Mo Farah withdraws from London marathon over hip injury

Friday, September 30th, 2022 08:00 | By
British marathon runner Mo Farah prepares to participate in a past long distance race. PD/file
British marathon runner Mo Farah prepares to participate in a past long distance race. PD/file

Four-time Olympic champion Mo Farah has withdrawn from Sunday’s London Marathon with a hip injury.

It would have been the 39-year-old’s first full marathon since 2019.

The six-time world champion won the Big Half - a half-marathon race - in London earlier this month as part of his preparations.

Britain’s Farah said it is “really disappointing” and that he has done everything he can to compete but “it hasn’t proved enough”.

“I’ve been training really hard over the past few months and I’d got myself back into good shape and was feeling pretty optimistic about being able to put in a good performance,” said Farah.
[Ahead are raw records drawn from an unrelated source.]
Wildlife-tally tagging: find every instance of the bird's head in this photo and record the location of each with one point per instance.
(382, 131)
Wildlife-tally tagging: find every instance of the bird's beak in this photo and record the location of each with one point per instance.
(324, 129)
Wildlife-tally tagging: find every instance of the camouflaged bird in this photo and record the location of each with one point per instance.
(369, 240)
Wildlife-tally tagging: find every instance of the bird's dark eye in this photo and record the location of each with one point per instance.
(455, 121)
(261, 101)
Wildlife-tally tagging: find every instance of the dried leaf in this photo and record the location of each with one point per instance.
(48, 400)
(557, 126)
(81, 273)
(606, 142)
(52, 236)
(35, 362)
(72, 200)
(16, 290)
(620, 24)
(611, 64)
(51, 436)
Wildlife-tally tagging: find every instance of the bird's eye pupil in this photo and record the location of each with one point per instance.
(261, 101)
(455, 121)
“However, over the past 10 days, I’ve been feeling pain and tightness in my right hip. I’ve had extensive physio and treatment and done everything I can to be on the start line but it hasn’t improved enough to compete on Sunday.”

He added that he is disappointed not to be racing in front of his home crowd and that he hopes to return to the race in April 2023.
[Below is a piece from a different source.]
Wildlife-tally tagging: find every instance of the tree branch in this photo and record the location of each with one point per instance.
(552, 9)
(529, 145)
Mo Farah, whose highest London Marathon finish was third in 2018, has raced in three London Marathons and was a pacemaker at the elite-only event in 2020.
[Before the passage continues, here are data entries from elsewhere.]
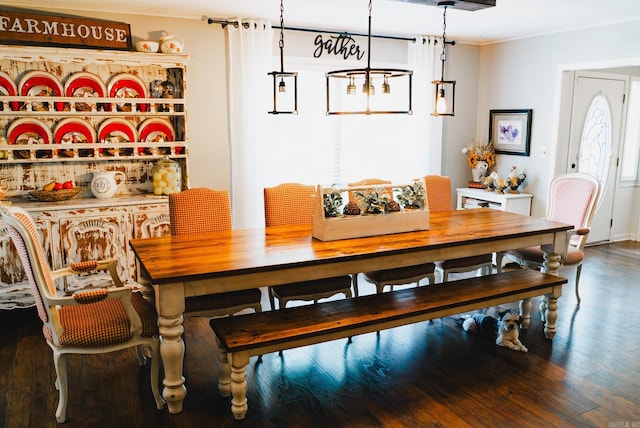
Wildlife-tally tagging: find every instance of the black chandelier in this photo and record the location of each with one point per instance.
(284, 102)
(363, 103)
(445, 90)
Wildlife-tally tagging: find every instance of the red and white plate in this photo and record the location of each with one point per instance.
(126, 85)
(29, 131)
(155, 130)
(38, 83)
(84, 85)
(8, 88)
(116, 130)
(73, 130)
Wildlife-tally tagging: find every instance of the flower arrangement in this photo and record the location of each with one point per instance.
(375, 201)
(412, 195)
(515, 179)
(477, 152)
(332, 203)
His time of two hours five minutes 11 seconds at the Chicago Marathon in 2018, which is his only marathon victory, is a British record.

Hugh Brasher, event director of the London Marathon, said: “We are so sorry that Mo is not fit to run on Sunday. We wish him a very speedy recovery and hope to see him running the 2023 London Marathon in April next year.”

Mo Farah returned to the track in 2020 after three years of focusing on the marathon but failed to qualify for last year’s delayed Tokyo Olympics.

He was also surprisingly beaten by club runner Ellis Cross at the London 10,000 in May as he returned to competition after an 11-month absence.